Beim Lesen von „Raoul Feuerstein“ könnte man leicht den Eindruck gewinnen, einen Vorläufer von Thomas Bernhards Monologen in den Händen zu halten. Obwohl das 315 Seiten starke Buch vor mehr als achtzig Jahren geschrieben wurde, blieb es jahrzehntelang unbeachtet und wurde erst 2024 durch die Nachkommen von H.G. Adler zur Veröffentlichung freigegeben. Atmosphärisch würde es sich gut neben „Wittgensteins Neffe“ im Bücherregal machen. Das Werk erforscht tiefgründig Angstgedanken und Gefühlsstrategien für Alles und Nichts zugleich – eine Thematik, die bereits im Namen Raoul Feuerstein mitschwingt.
Es überrascht nicht, dass H.G. Adler auch mit Hermann Broch, dem Autor von „Das Prinzip Hoffnung“, im Austausch stand. Ursprünglich war dieser Text sogar Broch gewidmet.

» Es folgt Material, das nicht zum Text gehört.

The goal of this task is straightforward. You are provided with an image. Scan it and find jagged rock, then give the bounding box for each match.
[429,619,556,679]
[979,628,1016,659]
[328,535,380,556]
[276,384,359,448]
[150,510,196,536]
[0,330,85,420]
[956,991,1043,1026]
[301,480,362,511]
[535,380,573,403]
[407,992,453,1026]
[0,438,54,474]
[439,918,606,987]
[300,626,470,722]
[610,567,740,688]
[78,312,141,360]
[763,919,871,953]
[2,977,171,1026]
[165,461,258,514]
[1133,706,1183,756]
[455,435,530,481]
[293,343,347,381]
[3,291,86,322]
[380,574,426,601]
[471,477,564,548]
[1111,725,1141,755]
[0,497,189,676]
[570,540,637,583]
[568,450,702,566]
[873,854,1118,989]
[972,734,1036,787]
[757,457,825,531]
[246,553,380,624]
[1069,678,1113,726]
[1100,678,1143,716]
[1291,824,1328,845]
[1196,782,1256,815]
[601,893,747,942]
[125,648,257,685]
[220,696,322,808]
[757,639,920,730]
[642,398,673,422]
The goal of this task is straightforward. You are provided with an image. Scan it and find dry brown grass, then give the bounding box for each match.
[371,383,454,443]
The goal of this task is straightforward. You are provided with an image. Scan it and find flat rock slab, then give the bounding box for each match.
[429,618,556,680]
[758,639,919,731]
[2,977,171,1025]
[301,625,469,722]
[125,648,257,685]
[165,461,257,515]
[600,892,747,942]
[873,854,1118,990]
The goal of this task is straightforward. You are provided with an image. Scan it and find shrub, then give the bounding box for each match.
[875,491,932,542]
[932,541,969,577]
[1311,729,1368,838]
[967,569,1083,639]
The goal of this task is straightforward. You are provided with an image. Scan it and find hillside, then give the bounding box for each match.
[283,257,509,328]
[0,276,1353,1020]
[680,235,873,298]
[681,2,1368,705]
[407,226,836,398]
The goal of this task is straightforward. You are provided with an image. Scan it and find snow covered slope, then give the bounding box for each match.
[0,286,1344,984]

Durch die sprachliche Brillanz und die Tiefgründigkeit in der Untersuchung gedanklicher Prozesse entfacht das Buch eine Faszination für das „Phantom“, das eine unvergessliche, transparente Seelenlandschaft offenbart. Ähnlich wie Fernando Pessoa in seinem „Buch der Unruhe“ eine Ich-Figur namens Bernardo Soares benötigt, stattet H.G. Adler seine im Konzentrationslager Theresienstadt verfasste Erzählung von 1943 mit einer Ich-Person namens Bruno Güter aus.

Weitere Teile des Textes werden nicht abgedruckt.